Stalking the Winners- Stocks And Bonds Can Make Or Break Your Financial Health
Article 19 of 20: Online Share Trading
Stalking the Winners: Stocks and Bonds Can Make or Break Your Financial Health
Joanne M. Friedman
My first experience with the stock market was accidental. I was given a small number of shares as a college graduation present with no advice or suggestions appended. Young and uneducated in Wall Street’s workings, I put the certificate in my brand-new safety deposit box and walked away.
Years later, when maturity and poverty arrived simultaneously, it took some effort to find a broker willing to even talk to me. My blue chip shares had increased in value significantly, so it wasn’t a matter of small potatoes in a big-potato field; I was a woman and was greeted almost unanimously by the irritating “Have your husband call me, and we’ll see what we can do.” I had a husband, but the shares were mine, not his or ours. When I finally found a female broker who was as thrilled to find a playmate as I was to be one, information flooded in, and I sold some of my precious stock to buy high-interest corporate bonds. This was the mid seventies, and bond interest rates were topping out at a tooth-jarring 17.5%.
That’s when I learned the following rules:
- When bond interest rates rise, so do bond prices.
- High-interest bonds are subject to “calls”—the issuer can repay your original investment and take their bonds back, which screws with your income plans.
- Brokers—even nice lady brokers—will sell you whatever they have stashed in their “top drawer” without giving a thought to your best interests or how emotionally fragile you might be.

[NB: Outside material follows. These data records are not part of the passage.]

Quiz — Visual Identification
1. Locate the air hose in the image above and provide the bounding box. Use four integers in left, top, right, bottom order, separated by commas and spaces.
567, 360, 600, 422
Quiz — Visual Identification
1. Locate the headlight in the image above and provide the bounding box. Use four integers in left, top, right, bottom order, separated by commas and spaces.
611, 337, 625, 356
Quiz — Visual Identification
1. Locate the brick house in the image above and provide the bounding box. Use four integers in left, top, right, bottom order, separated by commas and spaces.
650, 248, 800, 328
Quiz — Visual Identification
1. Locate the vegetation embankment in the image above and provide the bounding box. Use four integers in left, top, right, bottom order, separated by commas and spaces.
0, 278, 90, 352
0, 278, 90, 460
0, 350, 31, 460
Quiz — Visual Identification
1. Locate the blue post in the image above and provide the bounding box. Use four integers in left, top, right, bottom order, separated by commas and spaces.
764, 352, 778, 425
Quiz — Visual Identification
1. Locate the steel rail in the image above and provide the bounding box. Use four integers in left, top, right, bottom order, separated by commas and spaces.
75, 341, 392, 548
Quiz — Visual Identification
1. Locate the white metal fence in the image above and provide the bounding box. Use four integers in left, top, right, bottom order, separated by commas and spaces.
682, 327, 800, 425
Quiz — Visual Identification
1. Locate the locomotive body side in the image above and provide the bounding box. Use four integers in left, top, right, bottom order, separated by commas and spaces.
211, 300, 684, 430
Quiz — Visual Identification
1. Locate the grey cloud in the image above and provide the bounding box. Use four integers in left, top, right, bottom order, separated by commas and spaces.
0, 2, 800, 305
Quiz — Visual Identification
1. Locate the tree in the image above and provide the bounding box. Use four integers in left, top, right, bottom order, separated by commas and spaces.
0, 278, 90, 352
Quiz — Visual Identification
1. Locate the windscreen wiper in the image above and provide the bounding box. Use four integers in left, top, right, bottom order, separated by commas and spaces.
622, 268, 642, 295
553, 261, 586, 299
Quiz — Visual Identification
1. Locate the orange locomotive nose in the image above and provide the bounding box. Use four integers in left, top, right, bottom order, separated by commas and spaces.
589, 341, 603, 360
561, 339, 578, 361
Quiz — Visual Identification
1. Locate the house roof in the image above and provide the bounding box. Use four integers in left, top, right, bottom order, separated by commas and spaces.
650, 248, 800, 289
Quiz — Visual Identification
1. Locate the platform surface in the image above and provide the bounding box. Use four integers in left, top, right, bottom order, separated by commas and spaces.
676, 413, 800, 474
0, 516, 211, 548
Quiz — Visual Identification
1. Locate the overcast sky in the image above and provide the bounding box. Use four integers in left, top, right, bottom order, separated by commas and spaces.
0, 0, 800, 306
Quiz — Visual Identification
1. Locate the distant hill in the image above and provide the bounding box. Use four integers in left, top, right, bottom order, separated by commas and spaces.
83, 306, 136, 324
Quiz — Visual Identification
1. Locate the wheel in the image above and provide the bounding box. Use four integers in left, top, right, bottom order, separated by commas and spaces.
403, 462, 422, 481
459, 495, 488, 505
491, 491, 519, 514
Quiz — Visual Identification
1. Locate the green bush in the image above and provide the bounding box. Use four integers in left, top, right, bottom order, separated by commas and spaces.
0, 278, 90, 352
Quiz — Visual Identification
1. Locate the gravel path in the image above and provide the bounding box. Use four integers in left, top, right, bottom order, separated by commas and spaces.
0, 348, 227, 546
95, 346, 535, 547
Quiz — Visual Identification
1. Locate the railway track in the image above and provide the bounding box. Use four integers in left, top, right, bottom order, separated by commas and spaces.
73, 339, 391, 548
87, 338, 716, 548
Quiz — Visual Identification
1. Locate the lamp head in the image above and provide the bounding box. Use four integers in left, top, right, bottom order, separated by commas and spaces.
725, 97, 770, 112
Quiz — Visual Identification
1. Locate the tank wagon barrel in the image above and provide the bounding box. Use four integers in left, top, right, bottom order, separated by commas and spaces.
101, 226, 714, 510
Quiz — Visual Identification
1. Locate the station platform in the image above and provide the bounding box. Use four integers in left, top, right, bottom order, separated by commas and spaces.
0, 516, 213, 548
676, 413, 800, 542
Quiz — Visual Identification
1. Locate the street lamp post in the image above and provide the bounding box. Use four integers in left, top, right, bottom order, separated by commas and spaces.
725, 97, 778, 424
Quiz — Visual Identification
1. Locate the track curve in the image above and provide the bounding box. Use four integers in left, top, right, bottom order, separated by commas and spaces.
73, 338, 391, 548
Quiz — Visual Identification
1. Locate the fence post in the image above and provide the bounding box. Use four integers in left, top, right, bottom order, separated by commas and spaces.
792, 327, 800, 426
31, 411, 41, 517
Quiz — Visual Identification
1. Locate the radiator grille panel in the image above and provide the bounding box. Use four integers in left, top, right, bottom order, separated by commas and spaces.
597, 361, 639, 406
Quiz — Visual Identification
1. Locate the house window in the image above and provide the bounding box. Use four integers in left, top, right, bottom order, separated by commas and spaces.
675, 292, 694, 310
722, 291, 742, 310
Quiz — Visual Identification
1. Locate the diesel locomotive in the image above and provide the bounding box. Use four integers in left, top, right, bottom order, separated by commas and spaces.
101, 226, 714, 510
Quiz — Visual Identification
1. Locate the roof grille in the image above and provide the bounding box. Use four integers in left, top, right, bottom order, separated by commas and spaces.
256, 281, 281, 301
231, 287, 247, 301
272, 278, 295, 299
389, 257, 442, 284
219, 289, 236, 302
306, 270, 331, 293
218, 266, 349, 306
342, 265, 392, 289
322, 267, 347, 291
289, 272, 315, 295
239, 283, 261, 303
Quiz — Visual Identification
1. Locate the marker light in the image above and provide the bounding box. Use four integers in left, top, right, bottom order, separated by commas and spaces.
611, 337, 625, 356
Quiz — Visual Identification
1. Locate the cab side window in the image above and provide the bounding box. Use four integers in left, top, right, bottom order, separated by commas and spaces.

The top drawer is where brokers stick offerings that are handed to them by the senior broker or vice-president. They generally are of a type—like front-end loaded funds—that will bring quick income for the brokerage, not necessarily for the investor. I know this because I bought some of that stuff with the bond principle money.
Recognizing bad karma when I step in it, I fired my broker and went about picking my own stocks. For a year I kept a notebook with dozens of tiny tabs, one for each stock I was tracking. I had “insider information” on one stock—a friend of a friend of the cleaning lady who swept the vice-president’s office type of insider—and bought some, dreaming about wealth even while I watched the company sink and drown. I used logic on the next purchase, picking a company that dealt in waste disposal (that’s “garbage”). Everyone has garbage that needs disposal, so that seemed a solid choice. Apparently that particular company wasn’t very good at the garbage biz, as that stock tanked as soon as the paperwork came in the mail. I withdrew from the market to lick my wounds. In a spate of accidental wisdom, I chose not to sell any more of my blue chip stock.
It wasn’t until the advent of online investing that I jumped back into buying and selling securities. With access to the internet, I also have access to information, research, comparisons, opinions, SEC filings, charts, graphs and prospectuses that I never would have known about. I still make my own choices, but I’m better-informed. I also still had the remains of those original shares, which continued to increase in value.
Now when an investment tanks, I can actually watch it in real-time online. Not lucrative, but definitely cool. And I’ve done well overall. The speed of information transfer makes it possible for a moderately ignorant investor to make rational choices, and most online brokerages also offer professional help in the form of live brokers with whom you can discuss your decisions. The top drawer is still open, but competition is stiffer. Do your homework, and you will find the market less unnerving and more approachable. Gamble wisely, though. It’s your money, and it can disappear as quickly as it came.